Question

A french fry stand at the fair serves their fries in paper cones. The cones have a radius of 22 inches and a height of 66 inches. It is a challenge to fill the narrow cones with their long fries. They want to use new cones that have the same volume as their existing cones but a larger radius of 44 inches.
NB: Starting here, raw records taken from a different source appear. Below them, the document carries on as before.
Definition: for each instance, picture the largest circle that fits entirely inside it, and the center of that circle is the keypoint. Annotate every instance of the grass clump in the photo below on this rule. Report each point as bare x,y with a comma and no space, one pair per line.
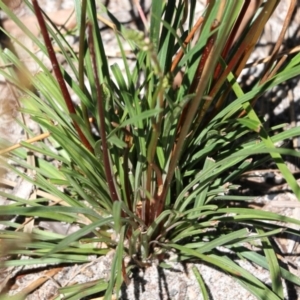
173,134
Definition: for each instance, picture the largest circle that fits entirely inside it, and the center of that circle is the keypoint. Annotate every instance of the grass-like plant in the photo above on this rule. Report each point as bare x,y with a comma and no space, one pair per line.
173,134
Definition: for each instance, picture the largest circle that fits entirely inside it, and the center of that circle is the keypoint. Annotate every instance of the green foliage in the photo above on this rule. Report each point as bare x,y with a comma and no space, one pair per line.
161,174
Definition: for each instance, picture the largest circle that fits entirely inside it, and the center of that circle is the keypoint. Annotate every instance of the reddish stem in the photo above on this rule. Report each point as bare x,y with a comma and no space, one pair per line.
57,72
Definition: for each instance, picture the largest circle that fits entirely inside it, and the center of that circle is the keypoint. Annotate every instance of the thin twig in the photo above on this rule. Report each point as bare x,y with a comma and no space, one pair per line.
58,73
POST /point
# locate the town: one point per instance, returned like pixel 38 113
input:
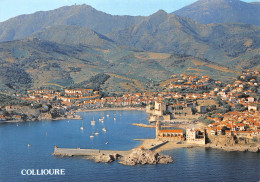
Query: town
pixel 205 110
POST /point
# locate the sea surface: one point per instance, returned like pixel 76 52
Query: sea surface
pixel 190 164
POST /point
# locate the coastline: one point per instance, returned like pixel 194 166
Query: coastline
pixel 77 117
pixel 113 109
pixel 147 143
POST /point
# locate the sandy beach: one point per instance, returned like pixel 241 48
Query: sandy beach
pixel 113 109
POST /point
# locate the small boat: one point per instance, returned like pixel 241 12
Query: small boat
pixel 82 128
pixel 93 122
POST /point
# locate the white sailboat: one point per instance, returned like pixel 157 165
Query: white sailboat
pixel 93 122
pixel 82 128
pixel 101 120
pixel 97 133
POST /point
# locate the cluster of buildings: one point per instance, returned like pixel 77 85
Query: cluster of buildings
pixel 188 81
pixel 242 96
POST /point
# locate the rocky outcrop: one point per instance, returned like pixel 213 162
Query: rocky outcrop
pixel 144 156
pixel 106 158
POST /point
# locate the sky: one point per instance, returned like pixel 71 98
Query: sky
pixel 12 8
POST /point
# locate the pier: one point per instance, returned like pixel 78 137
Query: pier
pixel 85 152
pixel 70 152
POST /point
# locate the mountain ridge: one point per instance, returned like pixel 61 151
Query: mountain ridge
pixel 222 11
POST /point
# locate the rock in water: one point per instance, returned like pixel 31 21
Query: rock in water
pixel 106 158
pixel 144 156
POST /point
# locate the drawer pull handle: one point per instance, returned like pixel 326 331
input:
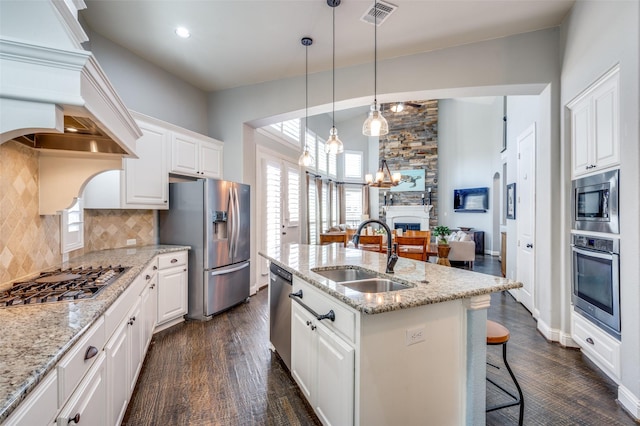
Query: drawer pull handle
pixel 297 296
pixel 91 352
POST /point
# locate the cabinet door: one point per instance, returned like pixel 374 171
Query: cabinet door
pixel 334 397
pixel 89 401
pixel 185 155
pixel 149 302
pixel 172 293
pixel 605 120
pixel 303 350
pixel 136 323
pixel 211 160
pixel 147 177
pixel 117 353
pixel 581 137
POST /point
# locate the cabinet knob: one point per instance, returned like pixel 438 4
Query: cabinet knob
pixel 91 352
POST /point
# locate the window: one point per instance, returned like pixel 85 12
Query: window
pixel 353 166
pixel 272 204
pixel 288 130
pixel 72 227
pixel 353 204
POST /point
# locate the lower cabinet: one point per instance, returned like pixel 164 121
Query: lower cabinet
pixel 88 404
pixel 323 365
pixel 172 288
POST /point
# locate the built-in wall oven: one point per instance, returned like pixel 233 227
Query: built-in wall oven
pixel 594 203
pixel 596 280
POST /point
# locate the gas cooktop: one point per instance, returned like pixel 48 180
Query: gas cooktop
pixel 61 285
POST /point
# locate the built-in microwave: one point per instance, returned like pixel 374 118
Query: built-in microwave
pixel 595 203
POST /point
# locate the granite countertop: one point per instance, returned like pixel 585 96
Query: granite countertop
pixel 432 283
pixel 34 338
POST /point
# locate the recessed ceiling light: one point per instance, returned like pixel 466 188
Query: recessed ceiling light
pixel 183 32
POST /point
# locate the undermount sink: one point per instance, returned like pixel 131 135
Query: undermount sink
pixel 361 280
pixel 375 285
pixel 345 274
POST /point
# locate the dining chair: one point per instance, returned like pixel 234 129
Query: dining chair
pixel 333 238
pixel 412 247
pixel 370 243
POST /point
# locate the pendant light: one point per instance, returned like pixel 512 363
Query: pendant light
pixel 375 124
pixel 334 144
pixel 306 159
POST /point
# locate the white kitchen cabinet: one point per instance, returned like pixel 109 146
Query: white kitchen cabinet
pixel 322 363
pixel 88 404
pixel 40 407
pixel 142 184
pixel 172 288
pixel 595 118
pixel 196 155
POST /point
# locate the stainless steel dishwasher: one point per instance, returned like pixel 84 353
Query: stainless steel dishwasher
pixel 281 285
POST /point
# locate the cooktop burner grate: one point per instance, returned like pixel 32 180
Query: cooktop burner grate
pixel 61 285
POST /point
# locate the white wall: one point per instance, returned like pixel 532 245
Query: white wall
pixel 150 90
pixel 596 36
pixel 469 145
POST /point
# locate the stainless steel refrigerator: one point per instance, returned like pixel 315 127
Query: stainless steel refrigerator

What will the height of the new cones be?

Answer 1

Answer:

The height of the new cones will be 16.5 inches.

Step-by-step explanation:

We know that,

The volume of a cone is,

$V=\frac{1}{3}\pi r^2 h$

Where, r is the radius of the cone,

h is the height of the cone,

In the original cone,

r = 22 inches,

h = 66 inches,

Thus, the volume would be,

$V_1=\frac{1}{3}\pi (22)^2(66)$

Also, for the new cone,

r = 44 inches,

Let H be the height,

So, the volume of the new cone would be,

$V_2=\frac{1}{3}\pi (44)^2(H)$

According to the question,

$V_2=V_1$

$\implies \frac{1}{3}\pi (44)^2(H)=\frac{1}{3}\pi (22)^2(66)$

$\implies H=\frac{22^2(66)}{44^2}=(\frac{22}{44})^2\times 66 = \frac{66}{4}=16.5$

Hence, the height of the new cones will be 16.5 inches.